I just want to clarify that I am not anorexic. Yes, I thought I was. I'm strict with my food, but I don't starve myself. In fact, I almost never feel hunger pains. I just restrict, I diet, I exercise. I don't binge and purge and I don't fast. Though I do wish I could fast, I also realize I can't and shouldn't. I've joined this community because I do have ED tendencies and obviously I am trying to lose weight. I have no one else to talk to about these feelings and blogging has been an awesome way to cope. But, comparing my habits to those of everyone else, I don't know what to classify myself as anymore. I don't feel anorexic.
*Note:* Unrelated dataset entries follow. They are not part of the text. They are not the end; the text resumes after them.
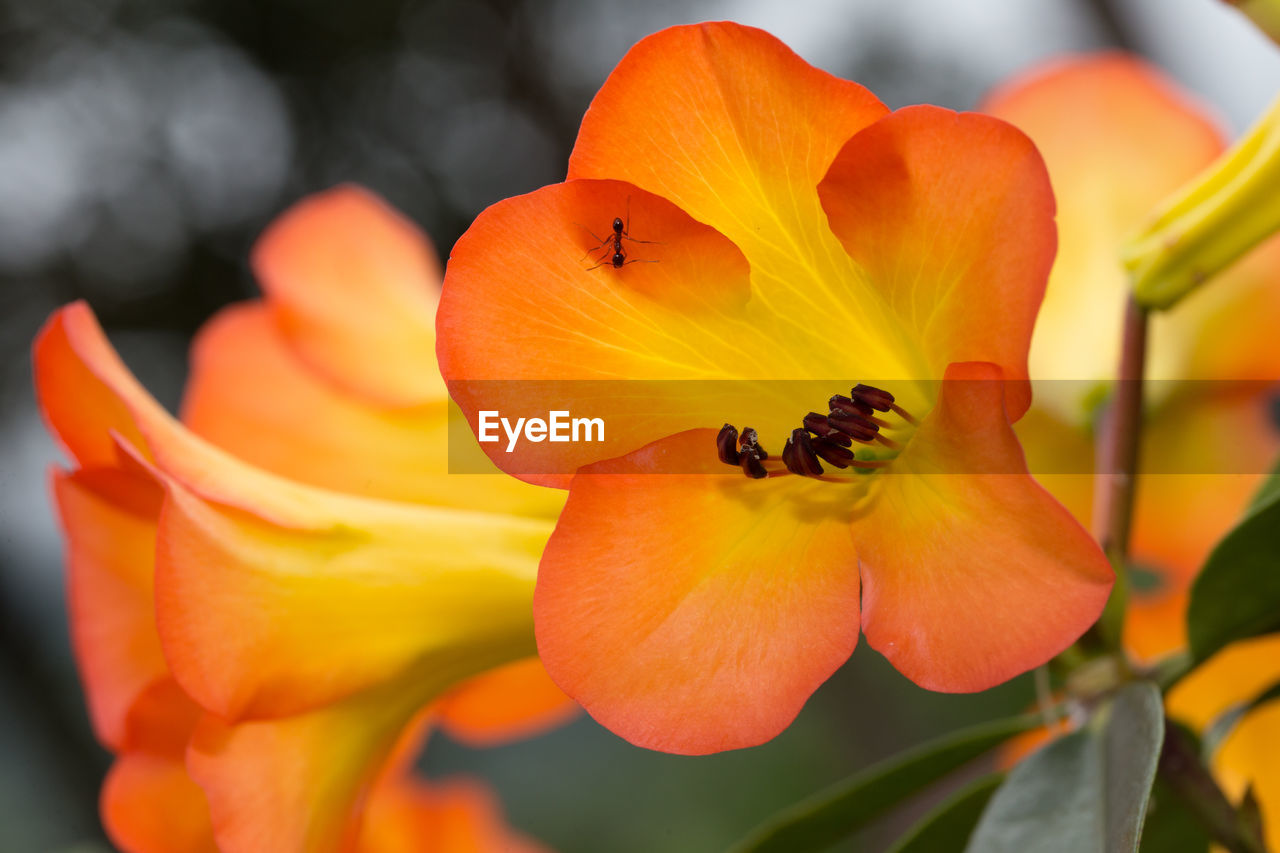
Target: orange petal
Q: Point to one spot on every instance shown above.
(972, 573)
(298, 783)
(521, 305)
(1118, 137)
(261, 620)
(699, 611)
(109, 520)
(150, 804)
(250, 395)
(353, 287)
(508, 703)
(407, 816)
(80, 407)
(256, 573)
(1248, 758)
(731, 126)
(951, 217)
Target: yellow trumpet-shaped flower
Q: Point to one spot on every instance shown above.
(1225, 211)
(272, 598)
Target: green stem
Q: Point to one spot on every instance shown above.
(1184, 772)
(1119, 451)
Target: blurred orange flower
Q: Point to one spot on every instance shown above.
(1118, 138)
(795, 231)
(264, 644)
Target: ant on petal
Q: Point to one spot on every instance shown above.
(612, 251)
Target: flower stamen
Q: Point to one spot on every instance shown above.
(849, 420)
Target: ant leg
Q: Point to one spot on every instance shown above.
(599, 241)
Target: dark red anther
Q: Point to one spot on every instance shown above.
(854, 425)
(752, 466)
(726, 445)
(873, 397)
(752, 442)
(799, 455)
(817, 424)
(832, 452)
(849, 406)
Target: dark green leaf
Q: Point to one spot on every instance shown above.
(1084, 792)
(1216, 731)
(841, 810)
(947, 828)
(1170, 826)
(1237, 594)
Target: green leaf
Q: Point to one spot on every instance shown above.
(1084, 792)
(1216, 731)
(949, 826)
(1237, 594)
(1170, 826)
(841, 810)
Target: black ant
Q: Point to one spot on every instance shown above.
(613, 252)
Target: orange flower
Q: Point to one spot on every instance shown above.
(800, 232)
(1118, 137)
(259, 647)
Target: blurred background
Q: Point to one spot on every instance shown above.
(145, 144)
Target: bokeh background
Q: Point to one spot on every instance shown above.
(145, 144)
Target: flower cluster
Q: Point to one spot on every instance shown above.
(277, 598)
(279, 594)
I feel a great connection with all of you ladies and gentlemen struggling with body image and eating disorders, and I hope you understand, even if I don't quite fit and I'm not terribly extreme. I can't rightfully call this "pro-ana". I still love and respect everyone I've met on here, and I want to continue to be a part of this as long as I need it. I take your issues very seriously and take everything you say to heart. Your strengths and weaknesses are beautiful, inspiring, and painful at times. No matter how you are disordered, I sincerely respect you, and I hope you don't hold it against me that I've been clueless and confused lol. I've got issues, I'm just not sure what to call them. =P
Going back to last night... I had a bit of a meltdown. I was thinking about that lovely dress I bought and suddenly realized I would never have the guts to wear it! It's so BARE! I hate my arms and my back, ugh! I almost cried while talking to my boyfriend. It's so hard not to open up to him about how I feel about my body. I trust him with everything else, but I don't want him to worry that I hate myself or that I'm going to starve myself to death - BECAUSE I DON'T/I'M NOT! But I do feel guilty that it's something I sort of keep from him. He knows I'm "modest", as he puts it, and that I want to lose weight, but I'm not sure he knows how hard I try. But I guess it's alright. I don't explain to him any of the other things I do to keep up appearances - make up, skin care, clothing, etc. - so I consider it just another part of my beauty regimen.
Of course he thought I was being cute and silly and calmed me down with that deep, soothing voice of his, and we discussed how to make it better. He sounded like Tim Gunn, "We'll make it work." So we talked about wearing a sweater or shrug, and I thought that would make things much less miserable.
So today I bought a lovely vintage-inspired black shrug from one of my absolute favorite clothing lines! And I spent about an hour hiking to burn some calories. =) New clothes are so inspiring, especially when I order them and have to wait, lol!